Adversarial Audio Examples
Techniques for crafting adversarial audio perturbations including psychoacoustic hiding, frequency domain attacks, and over-the-air adversarial audio.
Adversarial Audio Formulation
The adversarial audio problem: given a source audio signal x and a target transcription y_target, find a perturbation delta such that:
ASR(x + delta) = y_target
subject to: delta is imperceptible to humans
Unlike images where imperceptibility is measured by Lp norms, audio imperceptibility is governed by the human auditory system's masking properties.
Psychoacoustic Hiding
Auditory Masking
Two types of masking make adversarial audio possible:
Simultaneous masking: A loud sound at one frequency makes nearby quieter frequencies inaudible.

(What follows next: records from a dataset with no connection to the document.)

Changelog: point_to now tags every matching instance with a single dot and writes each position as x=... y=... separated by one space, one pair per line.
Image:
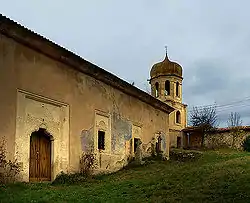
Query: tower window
x=177 y=89
x=101 y=140
x=178 y=117
x=156 y=89
x=167 y=87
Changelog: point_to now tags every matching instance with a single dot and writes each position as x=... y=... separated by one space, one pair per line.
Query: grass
x=220 y=176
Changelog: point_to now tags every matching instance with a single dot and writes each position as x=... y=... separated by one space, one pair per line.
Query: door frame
x=51 y=139
x=26 y=123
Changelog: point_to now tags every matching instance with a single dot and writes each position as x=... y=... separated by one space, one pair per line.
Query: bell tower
x=166 y=85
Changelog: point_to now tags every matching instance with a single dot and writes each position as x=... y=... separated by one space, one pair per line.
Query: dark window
x=177 y=89
x=101 y=140
x=156 y=89
x=167 y=87
x=136 y=143
x=178 y=117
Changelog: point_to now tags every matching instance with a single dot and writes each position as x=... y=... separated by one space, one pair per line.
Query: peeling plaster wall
x=25 y=69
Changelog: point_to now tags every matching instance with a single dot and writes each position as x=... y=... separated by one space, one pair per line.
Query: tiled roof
x=219 y=130
x=39 y=43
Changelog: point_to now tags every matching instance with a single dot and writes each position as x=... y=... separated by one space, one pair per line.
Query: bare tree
x=205 y=118
x=234 y=122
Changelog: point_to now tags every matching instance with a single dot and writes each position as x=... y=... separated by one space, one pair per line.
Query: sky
x=210 y=39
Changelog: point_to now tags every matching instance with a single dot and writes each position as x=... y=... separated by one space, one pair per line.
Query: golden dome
x=166 y=67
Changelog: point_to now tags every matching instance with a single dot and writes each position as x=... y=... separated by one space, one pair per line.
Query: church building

A loud tone at 1kHz masks sounds between roughly 800Hz-1.2kHz that are below a certain threshold.
Temporal masking: A loud sound makes preceding (backward masking, ~5ms) and following (forward masking, ~50-200ms) sounds temporarily inaudible.
import numpy as np
from scipy.signal import stft
def compute_masking_threshold(
audio: np.ndarray,
sample_rate: int = 16000,
frame_size: int = 512
) -> np.ndarray:
"""
Compute a simplified psychoacoustic masking threshold.
Returns: threshold per frequency bin per frame.

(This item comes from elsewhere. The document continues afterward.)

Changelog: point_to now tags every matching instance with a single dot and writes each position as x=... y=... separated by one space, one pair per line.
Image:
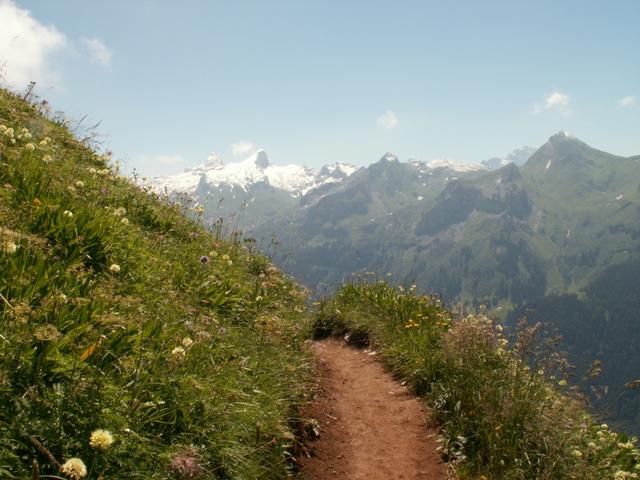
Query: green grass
x=119 y=313
x=503 y=405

Perturbations below this threshold are inaudible.
"""
# Compute STFT
f, t, Zxx = stft(audio, fs=sample_rate, nperseg=frame_size)
power_spectrum = np.abs(Zxx) ** 2
# Simplified masking model (Schroeder spreading function)
num_freq_bins = power_spectrum.shape[0]
masking_threshold = np.zeros_like(power_spectrum)
for frame_idx in range(power_spectrum.shape[1]):
frame_power = power_spectrum[:, frame_idx]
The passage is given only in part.